I read the “testimony” posted by someone at the House of Representatives. No, the document did not include, “Congressman, thank you for the question. I don’t have the information at hand. I will send it to your office.” As a result, the explanation reflects hand crafting by numerous anonymous wordsmiths. Singapore. Children. Everything is Supercalifragilisticexpialidocious. The quip “NSA to go” is shorter and easier to say.
Therefore, I want to turn my attention to the newspaper in the form of a magazine. The Economist published “How TikTok Broke Social Media.” Great Economist stuff! When I worked at a blue chip consulting outfit in the 1970s, one had to have read the publication. I looked at help wanted ads and the tech section, usually a page or two. The rest of the content was MBA speak, and I was up to my ears in that blather from the numerous meetings through which I suffered.
With modest enthusiasm I worked my way through the analysis of social media. I circled several paragraphs, I noticed one big thing — The phrase “broke social media.” Social media was in my opinion, immune to breaking. The reason is that online services are what I call “ghost like.” Sure, there is one service, which may go away. Within a short span of time, like eight year olds playing amoeba soccer, another gains traction and picks up users and evolves sticky services. Killing social media is like shooting ping pong balls into a Tesla sized blob of Jell-O, an early form of the morphing Terminator robot. In short, the Jell-O keeps on quivering, sometimes for a long, long time, judging from my mother’s ability to make one Jell-O dessert and keep serving it for weeks. Then there was another one. Thus, the premise of the write up is wrong.
I do want to highlight one statement in the essay:
The social apps will not be the only losers in this new, trickier ad environment. “All advertising is about what the next-best alternative is,” says Brian Wieser of Madison and Wall, an advertising consultancy. Most advertisers allocate a budget to spend on ads on a particular platform, he says, and “the budget is the budget”, regardless of how far it goes. If social-media advertising becomes less effective across the board, it will be bad news not just for the platforms that sell those ads, but for the advertisers that buy them.

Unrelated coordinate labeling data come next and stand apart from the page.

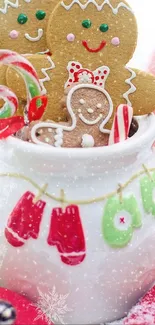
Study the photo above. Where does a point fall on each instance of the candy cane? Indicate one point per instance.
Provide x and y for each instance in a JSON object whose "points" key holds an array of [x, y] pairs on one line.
{"points": [[25, 68], [121, 124], [11, 102]]}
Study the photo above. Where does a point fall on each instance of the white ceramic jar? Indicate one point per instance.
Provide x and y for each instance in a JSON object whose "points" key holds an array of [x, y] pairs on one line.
{"points": [[98, 256]]}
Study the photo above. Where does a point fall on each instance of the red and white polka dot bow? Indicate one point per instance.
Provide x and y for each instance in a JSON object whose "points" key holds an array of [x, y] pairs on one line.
{"points": [[78, 74]]}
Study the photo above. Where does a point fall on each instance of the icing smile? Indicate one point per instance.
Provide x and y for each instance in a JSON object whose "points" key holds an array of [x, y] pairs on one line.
{"points": [[99, 48], [37, 38], [84, 120]]}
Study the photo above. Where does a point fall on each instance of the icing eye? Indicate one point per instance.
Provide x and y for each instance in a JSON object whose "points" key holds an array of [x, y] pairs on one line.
{"points": [[82, 101], [70, 37], [86, 23], [40, 14], [104, 28], [22, 19]]}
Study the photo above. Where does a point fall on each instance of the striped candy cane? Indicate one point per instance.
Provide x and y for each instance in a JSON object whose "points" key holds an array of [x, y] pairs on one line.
{"points": [[25, 68], [11, 102], [121, 124]]}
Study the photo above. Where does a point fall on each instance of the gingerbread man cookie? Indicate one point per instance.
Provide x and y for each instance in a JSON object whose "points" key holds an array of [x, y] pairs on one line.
{"points": [[88, 108], [92, 34], [23, 24]]}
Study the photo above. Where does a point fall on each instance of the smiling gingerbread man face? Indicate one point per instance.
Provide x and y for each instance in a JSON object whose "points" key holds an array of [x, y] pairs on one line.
{"points": [[93, 30], [23, 25]]}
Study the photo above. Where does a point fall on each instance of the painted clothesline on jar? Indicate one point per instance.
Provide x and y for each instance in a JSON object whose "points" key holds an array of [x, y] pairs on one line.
{"points": [[62, 199]]}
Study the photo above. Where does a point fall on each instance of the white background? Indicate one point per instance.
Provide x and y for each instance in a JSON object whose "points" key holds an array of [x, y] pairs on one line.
{"points": [[145, 13]]}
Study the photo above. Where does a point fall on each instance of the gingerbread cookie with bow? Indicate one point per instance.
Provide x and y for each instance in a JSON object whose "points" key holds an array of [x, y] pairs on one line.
{"points": [[90, 35], [88, 108]]}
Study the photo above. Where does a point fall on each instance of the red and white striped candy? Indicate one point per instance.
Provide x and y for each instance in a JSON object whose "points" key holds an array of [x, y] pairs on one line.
{"points": [[11, 102], [121, 124], [25, 68]]}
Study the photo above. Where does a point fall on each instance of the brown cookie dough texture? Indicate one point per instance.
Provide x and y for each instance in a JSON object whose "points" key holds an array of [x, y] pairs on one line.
{"points": [[86, 110], [30, 28]]}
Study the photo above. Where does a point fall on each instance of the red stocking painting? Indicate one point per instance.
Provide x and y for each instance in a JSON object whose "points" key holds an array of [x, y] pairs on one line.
{"points": [[66, 233], [24, 221]]}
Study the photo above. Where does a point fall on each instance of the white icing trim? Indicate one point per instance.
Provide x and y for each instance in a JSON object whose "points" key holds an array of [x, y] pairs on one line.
{"points": [[91, 87], [132, 88], [8, 3], [84, 120], [98, 7], [42, 125], [73, 254], [37, 38], [15, 235], [45, 52], [87, 141], [44, 72], [58, 137]]}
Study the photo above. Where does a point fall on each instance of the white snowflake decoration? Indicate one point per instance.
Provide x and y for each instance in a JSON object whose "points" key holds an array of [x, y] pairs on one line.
{"points": [[52, 306]]}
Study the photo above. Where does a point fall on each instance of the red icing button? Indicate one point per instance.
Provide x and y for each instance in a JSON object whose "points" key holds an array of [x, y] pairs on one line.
{"points": [[122, 220]]}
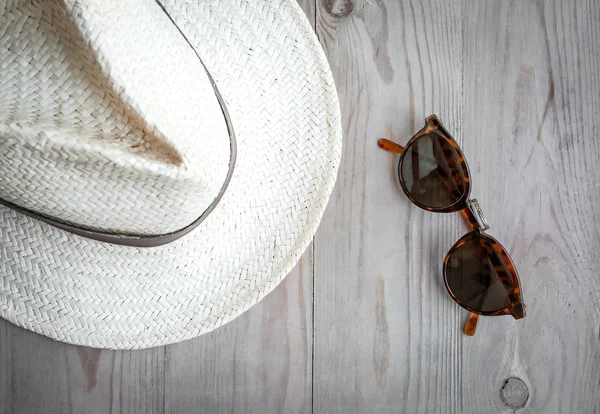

My view is shaped by more than 50 years in the online information business. New forms of messaging and monetization are enabled by technology. On example is a thought experiment: What will an advertiser pay to influence the output of a content generator infused with smart software. I have first hand information that one company is selling AI-generated content specifically to influence what appears when a product is reviewed. The technique involves automation, a carousel of fake personas (sockpuppets to some), and carefully shaped inputs to the content generation system. Now is this advertising like a short video? Sure, because the output can be in the form of images or a short machine-generated video using machine generated “real” people. Is this type of “advertising” going to morph and find its way into the next Discord or Telegram public user group?
My hunch is that this type of conscious manipulation and automation is what can be conceptualized as “spawn of the Google.”
Net net: Social media is not “broken.” Advertising will find a way… because money. Heinous psychological manipulation. Exploited by big companies. Absolutely.